Exerçant une fonction située à mi-chemin entre l'informatique et le juridique, le Cil doit notamment s'assurer que l'usage de l'informatique, et les données numériques générées, respectent bien les droits et la liberté des employés. Véritable "vecteur de conformité" et garant de la protection des données, le Cil a pour mission de "créer les conditions nécessaires à un usage efficace et raisonné des outils numériques", selon les termes de la Cnil. Plus précisément, le Cil doit notamment "s'assurer que toutes les précautions utiles ont été prises pour préserver la sécurité des données et, notamment, empêcher qu'elles soient déformées, endommagées, ou que des personnes non autorisées y aient accès", explique la Cnil sur son site.  

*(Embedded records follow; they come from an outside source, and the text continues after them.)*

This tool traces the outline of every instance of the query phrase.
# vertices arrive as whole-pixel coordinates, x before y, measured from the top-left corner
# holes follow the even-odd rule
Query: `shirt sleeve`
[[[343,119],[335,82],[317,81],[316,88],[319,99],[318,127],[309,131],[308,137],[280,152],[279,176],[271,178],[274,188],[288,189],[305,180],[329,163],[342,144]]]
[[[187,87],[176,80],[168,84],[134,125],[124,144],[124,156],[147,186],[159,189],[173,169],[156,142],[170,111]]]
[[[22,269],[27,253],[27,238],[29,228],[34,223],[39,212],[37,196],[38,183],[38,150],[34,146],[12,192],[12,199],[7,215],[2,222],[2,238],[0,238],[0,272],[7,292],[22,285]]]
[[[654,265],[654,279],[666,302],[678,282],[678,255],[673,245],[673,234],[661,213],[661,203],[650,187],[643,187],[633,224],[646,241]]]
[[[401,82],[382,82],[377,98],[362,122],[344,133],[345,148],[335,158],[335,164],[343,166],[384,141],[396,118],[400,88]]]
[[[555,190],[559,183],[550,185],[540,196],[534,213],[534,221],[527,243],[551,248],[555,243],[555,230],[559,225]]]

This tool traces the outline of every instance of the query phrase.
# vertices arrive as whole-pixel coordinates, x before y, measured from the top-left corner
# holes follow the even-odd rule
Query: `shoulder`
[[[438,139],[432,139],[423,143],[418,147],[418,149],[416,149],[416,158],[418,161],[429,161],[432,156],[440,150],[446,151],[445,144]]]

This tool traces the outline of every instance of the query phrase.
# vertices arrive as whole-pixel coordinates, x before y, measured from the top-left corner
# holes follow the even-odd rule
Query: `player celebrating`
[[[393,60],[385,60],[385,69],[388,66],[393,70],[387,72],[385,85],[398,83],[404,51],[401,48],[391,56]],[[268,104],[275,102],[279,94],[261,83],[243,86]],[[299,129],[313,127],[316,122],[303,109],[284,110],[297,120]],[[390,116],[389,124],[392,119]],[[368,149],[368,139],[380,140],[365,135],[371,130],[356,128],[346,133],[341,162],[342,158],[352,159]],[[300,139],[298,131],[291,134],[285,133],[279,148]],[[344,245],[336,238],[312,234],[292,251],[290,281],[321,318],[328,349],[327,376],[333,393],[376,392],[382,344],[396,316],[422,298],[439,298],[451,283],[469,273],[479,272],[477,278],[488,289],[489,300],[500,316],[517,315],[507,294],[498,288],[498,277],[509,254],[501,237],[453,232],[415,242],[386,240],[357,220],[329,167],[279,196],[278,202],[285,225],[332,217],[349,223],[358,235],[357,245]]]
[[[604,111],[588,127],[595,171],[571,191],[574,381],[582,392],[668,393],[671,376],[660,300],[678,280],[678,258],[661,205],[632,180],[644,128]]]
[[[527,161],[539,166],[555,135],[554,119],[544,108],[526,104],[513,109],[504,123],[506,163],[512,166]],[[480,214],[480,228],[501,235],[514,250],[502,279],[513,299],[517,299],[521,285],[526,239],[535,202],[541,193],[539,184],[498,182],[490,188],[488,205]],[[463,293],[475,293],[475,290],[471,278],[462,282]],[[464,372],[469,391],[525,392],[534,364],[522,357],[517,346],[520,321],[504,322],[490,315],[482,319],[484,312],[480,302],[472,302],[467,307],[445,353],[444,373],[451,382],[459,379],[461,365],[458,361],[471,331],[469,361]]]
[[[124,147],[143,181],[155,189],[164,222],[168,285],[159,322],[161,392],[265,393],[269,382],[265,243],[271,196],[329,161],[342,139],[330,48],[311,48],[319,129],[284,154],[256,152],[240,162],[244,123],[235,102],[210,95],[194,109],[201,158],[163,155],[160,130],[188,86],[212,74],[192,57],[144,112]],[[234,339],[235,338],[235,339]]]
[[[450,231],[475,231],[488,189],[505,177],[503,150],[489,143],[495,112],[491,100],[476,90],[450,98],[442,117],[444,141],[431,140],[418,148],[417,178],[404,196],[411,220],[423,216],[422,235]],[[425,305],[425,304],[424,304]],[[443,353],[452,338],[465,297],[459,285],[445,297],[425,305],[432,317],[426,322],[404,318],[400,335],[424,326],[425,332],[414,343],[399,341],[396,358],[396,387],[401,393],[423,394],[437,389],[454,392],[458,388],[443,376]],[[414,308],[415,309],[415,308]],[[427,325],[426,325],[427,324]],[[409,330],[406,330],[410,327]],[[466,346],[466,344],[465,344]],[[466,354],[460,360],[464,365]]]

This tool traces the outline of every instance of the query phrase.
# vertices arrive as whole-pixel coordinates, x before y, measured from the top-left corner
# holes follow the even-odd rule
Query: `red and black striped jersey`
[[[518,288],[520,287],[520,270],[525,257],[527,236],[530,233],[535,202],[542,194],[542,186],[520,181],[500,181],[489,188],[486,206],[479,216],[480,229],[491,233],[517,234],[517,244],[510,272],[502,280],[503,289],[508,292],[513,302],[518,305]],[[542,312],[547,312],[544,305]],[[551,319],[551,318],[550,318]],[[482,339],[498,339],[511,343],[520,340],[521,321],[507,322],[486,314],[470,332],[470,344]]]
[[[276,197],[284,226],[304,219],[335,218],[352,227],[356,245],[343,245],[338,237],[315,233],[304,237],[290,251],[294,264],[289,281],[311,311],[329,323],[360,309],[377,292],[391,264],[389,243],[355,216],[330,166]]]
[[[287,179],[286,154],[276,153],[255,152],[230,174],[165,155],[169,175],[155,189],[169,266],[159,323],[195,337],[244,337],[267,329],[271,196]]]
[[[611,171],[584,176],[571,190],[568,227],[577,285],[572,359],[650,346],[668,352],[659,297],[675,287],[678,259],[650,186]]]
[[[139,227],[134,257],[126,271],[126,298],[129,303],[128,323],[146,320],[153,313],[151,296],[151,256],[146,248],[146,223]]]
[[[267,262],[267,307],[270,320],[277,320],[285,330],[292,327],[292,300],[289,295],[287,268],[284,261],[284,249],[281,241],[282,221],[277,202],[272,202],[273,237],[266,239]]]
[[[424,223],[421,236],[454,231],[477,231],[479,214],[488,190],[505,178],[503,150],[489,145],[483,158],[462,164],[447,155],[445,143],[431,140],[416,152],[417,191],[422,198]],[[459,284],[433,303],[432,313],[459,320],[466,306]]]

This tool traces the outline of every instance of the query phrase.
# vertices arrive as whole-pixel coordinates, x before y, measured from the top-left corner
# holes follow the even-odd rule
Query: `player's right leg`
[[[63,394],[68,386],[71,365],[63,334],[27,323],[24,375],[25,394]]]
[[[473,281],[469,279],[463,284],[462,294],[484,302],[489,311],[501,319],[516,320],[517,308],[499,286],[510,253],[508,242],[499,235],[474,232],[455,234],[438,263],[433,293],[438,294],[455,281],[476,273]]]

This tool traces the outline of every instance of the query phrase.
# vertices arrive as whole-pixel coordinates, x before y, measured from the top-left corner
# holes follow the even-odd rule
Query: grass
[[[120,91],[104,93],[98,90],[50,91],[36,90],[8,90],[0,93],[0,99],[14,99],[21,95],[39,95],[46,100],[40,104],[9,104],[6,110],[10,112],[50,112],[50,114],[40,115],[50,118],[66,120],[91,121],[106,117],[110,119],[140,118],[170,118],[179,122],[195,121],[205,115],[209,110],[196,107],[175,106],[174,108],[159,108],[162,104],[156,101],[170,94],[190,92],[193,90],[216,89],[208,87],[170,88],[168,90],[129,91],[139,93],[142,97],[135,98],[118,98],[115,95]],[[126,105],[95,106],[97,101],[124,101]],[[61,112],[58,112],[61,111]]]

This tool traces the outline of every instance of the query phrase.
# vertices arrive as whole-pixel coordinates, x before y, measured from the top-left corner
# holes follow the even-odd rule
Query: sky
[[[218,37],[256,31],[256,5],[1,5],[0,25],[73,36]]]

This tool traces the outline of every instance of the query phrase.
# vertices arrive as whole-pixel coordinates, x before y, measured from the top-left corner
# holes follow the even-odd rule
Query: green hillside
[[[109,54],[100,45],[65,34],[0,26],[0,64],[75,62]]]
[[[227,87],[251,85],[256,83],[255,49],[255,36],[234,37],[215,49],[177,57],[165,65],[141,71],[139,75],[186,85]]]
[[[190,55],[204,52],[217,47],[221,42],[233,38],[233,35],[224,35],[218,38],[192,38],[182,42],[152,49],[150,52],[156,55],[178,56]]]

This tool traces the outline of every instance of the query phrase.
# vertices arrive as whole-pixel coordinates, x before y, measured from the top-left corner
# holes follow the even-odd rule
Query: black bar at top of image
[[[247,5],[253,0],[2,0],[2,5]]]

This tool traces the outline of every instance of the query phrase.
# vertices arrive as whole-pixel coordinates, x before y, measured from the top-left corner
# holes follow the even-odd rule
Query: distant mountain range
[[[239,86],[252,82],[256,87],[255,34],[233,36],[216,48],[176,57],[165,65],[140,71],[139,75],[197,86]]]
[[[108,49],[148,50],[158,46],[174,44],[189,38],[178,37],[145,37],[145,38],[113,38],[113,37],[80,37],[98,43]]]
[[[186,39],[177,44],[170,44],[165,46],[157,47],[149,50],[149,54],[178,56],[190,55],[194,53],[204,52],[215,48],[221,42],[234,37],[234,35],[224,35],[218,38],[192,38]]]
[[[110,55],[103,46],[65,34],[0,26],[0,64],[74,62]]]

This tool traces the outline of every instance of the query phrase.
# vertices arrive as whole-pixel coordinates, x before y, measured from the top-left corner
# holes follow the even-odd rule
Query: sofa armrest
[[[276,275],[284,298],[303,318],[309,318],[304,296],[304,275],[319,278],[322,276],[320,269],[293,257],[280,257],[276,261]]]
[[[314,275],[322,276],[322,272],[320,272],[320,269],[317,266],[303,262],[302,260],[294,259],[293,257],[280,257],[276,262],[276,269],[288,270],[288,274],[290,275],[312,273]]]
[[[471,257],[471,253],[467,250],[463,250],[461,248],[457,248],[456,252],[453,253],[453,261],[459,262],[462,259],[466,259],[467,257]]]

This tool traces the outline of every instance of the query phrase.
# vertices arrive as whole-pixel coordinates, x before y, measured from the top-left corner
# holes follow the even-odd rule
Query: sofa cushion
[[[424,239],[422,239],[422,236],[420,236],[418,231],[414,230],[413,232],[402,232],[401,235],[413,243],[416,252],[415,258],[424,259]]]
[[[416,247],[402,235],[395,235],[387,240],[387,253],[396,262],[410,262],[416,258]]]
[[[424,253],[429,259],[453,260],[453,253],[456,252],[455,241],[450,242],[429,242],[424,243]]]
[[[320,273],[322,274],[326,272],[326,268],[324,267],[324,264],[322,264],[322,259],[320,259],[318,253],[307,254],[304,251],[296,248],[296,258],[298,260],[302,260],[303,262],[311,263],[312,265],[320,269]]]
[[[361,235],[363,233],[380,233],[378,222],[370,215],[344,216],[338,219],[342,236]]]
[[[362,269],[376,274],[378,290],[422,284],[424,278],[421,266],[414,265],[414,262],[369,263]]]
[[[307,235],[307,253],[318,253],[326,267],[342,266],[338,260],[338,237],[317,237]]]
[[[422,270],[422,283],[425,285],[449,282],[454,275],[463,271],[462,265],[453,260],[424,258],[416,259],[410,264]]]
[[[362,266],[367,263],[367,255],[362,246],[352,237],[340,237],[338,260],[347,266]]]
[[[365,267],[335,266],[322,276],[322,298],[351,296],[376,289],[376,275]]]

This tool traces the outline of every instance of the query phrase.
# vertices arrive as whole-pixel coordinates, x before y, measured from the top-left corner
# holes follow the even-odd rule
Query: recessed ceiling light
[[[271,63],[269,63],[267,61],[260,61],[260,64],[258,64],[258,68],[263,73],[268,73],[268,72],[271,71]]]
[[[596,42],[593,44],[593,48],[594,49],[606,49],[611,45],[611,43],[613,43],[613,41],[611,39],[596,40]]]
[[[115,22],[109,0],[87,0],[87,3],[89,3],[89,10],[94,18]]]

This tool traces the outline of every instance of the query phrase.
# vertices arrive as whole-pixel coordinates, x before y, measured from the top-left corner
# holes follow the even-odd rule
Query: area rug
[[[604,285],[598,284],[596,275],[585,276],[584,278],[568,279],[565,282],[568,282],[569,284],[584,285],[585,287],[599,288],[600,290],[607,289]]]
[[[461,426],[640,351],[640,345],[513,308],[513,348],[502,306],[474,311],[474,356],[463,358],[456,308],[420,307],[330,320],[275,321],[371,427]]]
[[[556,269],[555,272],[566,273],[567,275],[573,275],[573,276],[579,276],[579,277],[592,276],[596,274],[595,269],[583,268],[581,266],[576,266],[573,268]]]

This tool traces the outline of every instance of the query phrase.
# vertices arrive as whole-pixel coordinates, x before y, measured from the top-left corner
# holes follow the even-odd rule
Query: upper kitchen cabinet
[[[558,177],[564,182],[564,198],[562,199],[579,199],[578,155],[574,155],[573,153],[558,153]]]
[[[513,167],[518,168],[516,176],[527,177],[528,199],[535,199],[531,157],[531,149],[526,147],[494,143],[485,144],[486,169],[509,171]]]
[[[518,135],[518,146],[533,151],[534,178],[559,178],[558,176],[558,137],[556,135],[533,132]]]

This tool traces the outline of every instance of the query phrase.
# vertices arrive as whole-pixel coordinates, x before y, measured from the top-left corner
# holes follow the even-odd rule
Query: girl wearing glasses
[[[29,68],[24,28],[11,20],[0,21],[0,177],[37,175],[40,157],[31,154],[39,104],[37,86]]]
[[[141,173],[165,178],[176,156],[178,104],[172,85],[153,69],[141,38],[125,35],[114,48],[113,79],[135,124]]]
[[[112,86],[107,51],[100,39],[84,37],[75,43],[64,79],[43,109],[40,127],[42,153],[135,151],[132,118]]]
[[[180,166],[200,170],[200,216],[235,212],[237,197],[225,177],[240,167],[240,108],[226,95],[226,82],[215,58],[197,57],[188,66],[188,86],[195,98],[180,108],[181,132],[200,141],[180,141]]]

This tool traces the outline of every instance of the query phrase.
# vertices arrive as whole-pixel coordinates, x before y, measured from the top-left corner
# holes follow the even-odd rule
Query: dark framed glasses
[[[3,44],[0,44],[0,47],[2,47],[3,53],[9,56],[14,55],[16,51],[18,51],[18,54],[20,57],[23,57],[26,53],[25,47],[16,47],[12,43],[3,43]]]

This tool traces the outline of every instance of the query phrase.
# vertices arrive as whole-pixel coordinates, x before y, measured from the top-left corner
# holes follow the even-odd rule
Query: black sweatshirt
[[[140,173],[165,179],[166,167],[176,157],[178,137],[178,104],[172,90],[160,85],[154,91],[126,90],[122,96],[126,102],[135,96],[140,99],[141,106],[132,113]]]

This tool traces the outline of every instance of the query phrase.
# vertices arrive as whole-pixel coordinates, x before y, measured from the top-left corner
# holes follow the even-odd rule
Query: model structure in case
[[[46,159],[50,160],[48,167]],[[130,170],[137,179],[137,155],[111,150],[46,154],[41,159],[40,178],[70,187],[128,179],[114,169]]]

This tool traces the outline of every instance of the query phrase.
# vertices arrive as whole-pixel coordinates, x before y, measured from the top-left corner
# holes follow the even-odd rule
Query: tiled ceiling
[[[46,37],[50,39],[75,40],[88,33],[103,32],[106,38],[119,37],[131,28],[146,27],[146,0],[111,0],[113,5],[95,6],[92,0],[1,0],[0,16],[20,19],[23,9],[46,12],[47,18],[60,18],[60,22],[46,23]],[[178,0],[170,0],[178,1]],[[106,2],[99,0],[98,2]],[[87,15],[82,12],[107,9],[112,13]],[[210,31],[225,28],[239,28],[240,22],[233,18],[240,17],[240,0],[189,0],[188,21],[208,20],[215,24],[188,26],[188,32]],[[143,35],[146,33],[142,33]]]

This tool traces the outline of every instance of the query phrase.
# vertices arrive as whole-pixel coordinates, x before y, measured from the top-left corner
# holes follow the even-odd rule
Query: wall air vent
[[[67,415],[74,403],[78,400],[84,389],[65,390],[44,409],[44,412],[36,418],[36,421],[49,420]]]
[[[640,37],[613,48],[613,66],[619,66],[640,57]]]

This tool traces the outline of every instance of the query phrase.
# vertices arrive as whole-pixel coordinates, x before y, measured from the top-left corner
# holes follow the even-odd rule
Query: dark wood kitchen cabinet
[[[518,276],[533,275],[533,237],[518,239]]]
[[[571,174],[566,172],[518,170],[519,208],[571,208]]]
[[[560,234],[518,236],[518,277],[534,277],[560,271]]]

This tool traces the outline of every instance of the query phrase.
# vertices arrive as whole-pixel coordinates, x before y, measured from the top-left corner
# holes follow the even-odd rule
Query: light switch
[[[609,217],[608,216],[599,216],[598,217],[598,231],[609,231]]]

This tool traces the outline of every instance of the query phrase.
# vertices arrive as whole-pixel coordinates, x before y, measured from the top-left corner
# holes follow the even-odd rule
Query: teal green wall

Une problématique qui devient de plus en plus importante à l'ère du tout numérique, et qui explique cette progression du nombre de Cil. En outre, nommer un Cil permet également d'être dispensé de certaines déclarations auprès de la Cnil. Les Cil disposent par ailleurs d'un accès personnalisé aux services de la Cnil  

Sur les 10 000 structures ayant désigné un Cil,  la Cnil relève aussi bien des grandes entreprises à rayonnement international que des PME/PMI, des collectivités locales, ou des professions réglementées. Les contrôles effectués auprès d'organismes dotés de Cil en 2010 et 2011 ont aussi révélé que "les Cil bénéficiant du soutien effectif du responsable de traitement sont une source de sécurité juridique et informatique". De même, il est apparu que le Cil "constituait une preuve d'engagement éthique et qu'il s'inscrivait dans le cadre plus général des actions en lien avec la Responsabilité Sociale des Entreprises (RSE)".